The U. S. Electoral College is a vestige of the Founding Fathers’ fear of the popular vote. They got the idea from European models such as the College of Prince-electors who elected the Holy Roman Emperor, and the College of Cardinals that elects the Pope.
Although the U.S. Founding Fathers established a republic to be run on democratic principles, they still wanted a way to control the popular vote.
Washington, Jefferson, Madison and the other architects of the Constitution were all educated property owners. They shared an 18th century mindset. To them, women were not rational enough to be allowed to vote. To them, Africans and American Indians were not completely human. And they didn’t have a lot of confidence in the judgment of other white men who didn’t share their background and education.
The FFs felt that the mass of voters were not sufficiently educated or informed to elect the President without guidance from men wiser than they. For that reason, they set up the process known as the electoral college. The “college” is not a place, but a collection of political party members who gather in their respective states after a presidential election.
Virginia had the most voters
A second factor feeding into the creation of the electoral college was the fact that Virginia had all the political clout; representatives of the less-populated states wanted a way to strengthen their influence in the federal government. (Four of the first five Presidents were from Virginia, so you can see how well that worked out.)
The Electoral College was a clumsy device from the beginning.
Then, as now, candidates for the Presidency ran on a party ticket, but they were voted on separately. Each elector could vote twice. There was no separate vote for Vice-President. The candidate who got the most votes became President. The one with the second highest number of votes became Vice-President.
The flaw in this arrangement became evident in the 1796 election.
President and Vice-president on different sides
John Adams (Massachusetts) ran on the Federalist ticket with Thomas Pinckney (S. Carolina). They were opposed by Thomas Jefferson (Va.) and Aaron Burr (NY) on the Republican ticket. Adams got the most votes, but his running mate was beaten out by Jefferson. The embarrassing result was that the President and Vice-President were from different political parties.
When the 1800 election came around, both parties had a plan to avoid the previous fiasco. This time it was John Adams and Alexander Hamilton on the Federalist ticket and Thomas Jefferson and Aaron Burr on the Republican ticket.
Both sides had the idea of having one elector refrain from voting for the second candidate on their ticket. That way the one they wanted to be President would lead by one vote. The Republican elector must not have gotten the memo because Jefferson and Burr tied for votes. The election was thrown into the House of Representatives; they chose Jefferson.
This time Congress decided that the electoral college needed to be overhauled, so they passed the Twelfth Amendment (1804).
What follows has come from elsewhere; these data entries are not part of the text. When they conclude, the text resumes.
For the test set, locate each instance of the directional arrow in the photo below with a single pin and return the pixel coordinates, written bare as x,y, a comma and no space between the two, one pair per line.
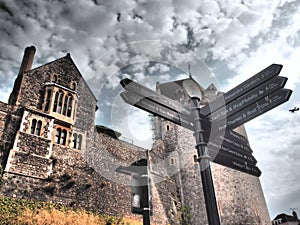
239,155
240,165
132,86
241,89
252,96
157,109
232,144
267,103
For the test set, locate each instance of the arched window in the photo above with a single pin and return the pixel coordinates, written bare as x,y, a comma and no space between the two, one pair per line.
55,102
54,79
73,86
33,125
60,102
48,99
63,137
65,105
77,140
74,142
70,102
38,128
57,135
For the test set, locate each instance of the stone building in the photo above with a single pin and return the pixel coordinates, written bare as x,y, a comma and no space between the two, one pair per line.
50,147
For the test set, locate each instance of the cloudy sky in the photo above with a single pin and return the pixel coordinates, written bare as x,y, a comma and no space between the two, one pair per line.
232,39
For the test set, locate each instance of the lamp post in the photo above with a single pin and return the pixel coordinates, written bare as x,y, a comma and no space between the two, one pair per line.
140,188
195,93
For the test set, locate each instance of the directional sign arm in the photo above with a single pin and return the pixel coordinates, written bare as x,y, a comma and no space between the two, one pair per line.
249,98
230,152
243,88
132,86
240,165
156,109
257,108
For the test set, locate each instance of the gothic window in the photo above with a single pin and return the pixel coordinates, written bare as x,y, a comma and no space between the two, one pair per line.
48,99
60,102
73,86
33,125
36,127
77,141
63,137
74,140
55,102
54,79
65,105
60,136
70,102
57,136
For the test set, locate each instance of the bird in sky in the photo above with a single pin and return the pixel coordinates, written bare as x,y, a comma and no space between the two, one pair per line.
294,109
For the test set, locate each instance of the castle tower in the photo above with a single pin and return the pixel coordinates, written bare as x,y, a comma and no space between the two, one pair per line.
239,195
48,121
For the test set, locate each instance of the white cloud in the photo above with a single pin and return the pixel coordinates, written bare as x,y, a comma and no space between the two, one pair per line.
247,36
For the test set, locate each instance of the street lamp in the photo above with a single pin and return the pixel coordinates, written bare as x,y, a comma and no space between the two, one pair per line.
195,93
140,183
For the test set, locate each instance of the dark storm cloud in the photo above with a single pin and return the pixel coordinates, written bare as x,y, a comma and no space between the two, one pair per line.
242,37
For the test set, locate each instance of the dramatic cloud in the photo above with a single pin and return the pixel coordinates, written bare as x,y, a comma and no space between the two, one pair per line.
236,39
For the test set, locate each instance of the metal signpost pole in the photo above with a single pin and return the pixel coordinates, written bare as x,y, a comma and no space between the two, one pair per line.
146,217
204,161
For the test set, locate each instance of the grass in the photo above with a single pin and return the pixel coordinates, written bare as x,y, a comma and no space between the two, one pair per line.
26,212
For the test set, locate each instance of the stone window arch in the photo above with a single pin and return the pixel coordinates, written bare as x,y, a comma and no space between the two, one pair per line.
60,102
54,78
57,135
64,112
168,127
61,136
48,100
77,141
70,103
36,127
55,101
33,126
73,86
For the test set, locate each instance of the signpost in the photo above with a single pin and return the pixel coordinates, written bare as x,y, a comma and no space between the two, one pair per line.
157,109
234,163
255,96
255,109
230,152
243,88
249,98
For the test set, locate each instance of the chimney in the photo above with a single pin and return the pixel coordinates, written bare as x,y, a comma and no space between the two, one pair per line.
27,59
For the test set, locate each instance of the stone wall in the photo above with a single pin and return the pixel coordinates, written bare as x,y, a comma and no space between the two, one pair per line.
239,195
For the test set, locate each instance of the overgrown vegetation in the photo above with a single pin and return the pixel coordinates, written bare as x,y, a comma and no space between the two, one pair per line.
25,212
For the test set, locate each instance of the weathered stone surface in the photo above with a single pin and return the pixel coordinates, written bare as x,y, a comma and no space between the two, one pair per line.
44,168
The rules were changed so that electors would cast one vote specifically for President and one vote specifically for Vice-President.
The Electoral College is still a clumsy and essentially undemocratic apparatus.
It’s time for 21st century Americans to ask if this archaic constitutional feature should survive in a country of more than 300 million people. They have access to thirteen years of free public education, free public libraries, and an avalanche of information available no matter where they live. They should be able to make their own political decisions.
In all other democratic societies, presidential elections are decided on the basis of one citizen, one vote. Only the United States filters the will of a democracy’s electorate through a political elite.
Early state population were tiny by modern standards
Here are the 1770 population figures of the first 13 states, paired with a present-day town or city with an equivalent population. (2017 figures)
Connecticut, 183,000 (Tallahassee FL)
Delaware, 35,000 (Bentonville AR)
Georgia, 23,000 (Winchester VA)
Maryland, 202,000 ( Modesto CA)
Massachusetts, 268,000 ( Plano TX)
New Hampshire, 62,000 (Springfield OH)
New Jersey, 117,000 (Evansville IN)
New York, 162,000 (Springfield MO)
North Carolina, 197,000 (Yonkers, NY)
Pennsylvania, 240,000 (Laredo TX)
Rhode Island 58,000 (Bowling Green KY)
South Carolina, 124,000 (Hartford CT)
Virginia, 447,000 (Mesa, AZ)
Who elects the Electors?
The process for selecting electors varies throughout the United States. Generally, the political parties nominate electors at their State party conventions or by a vote of the party’s central committee in each State. Electors are often selected to recognize their service and dedication to their political party. They may be State-elected officials, party leaders, or persons who have a personal or political affiliation with the Presidential candidate. Then the voters in each State choose the electors on the day of the general election. The electors’ names may or may not appear on the ballot below the name of the candidates running for President, depending on the procedure in each State.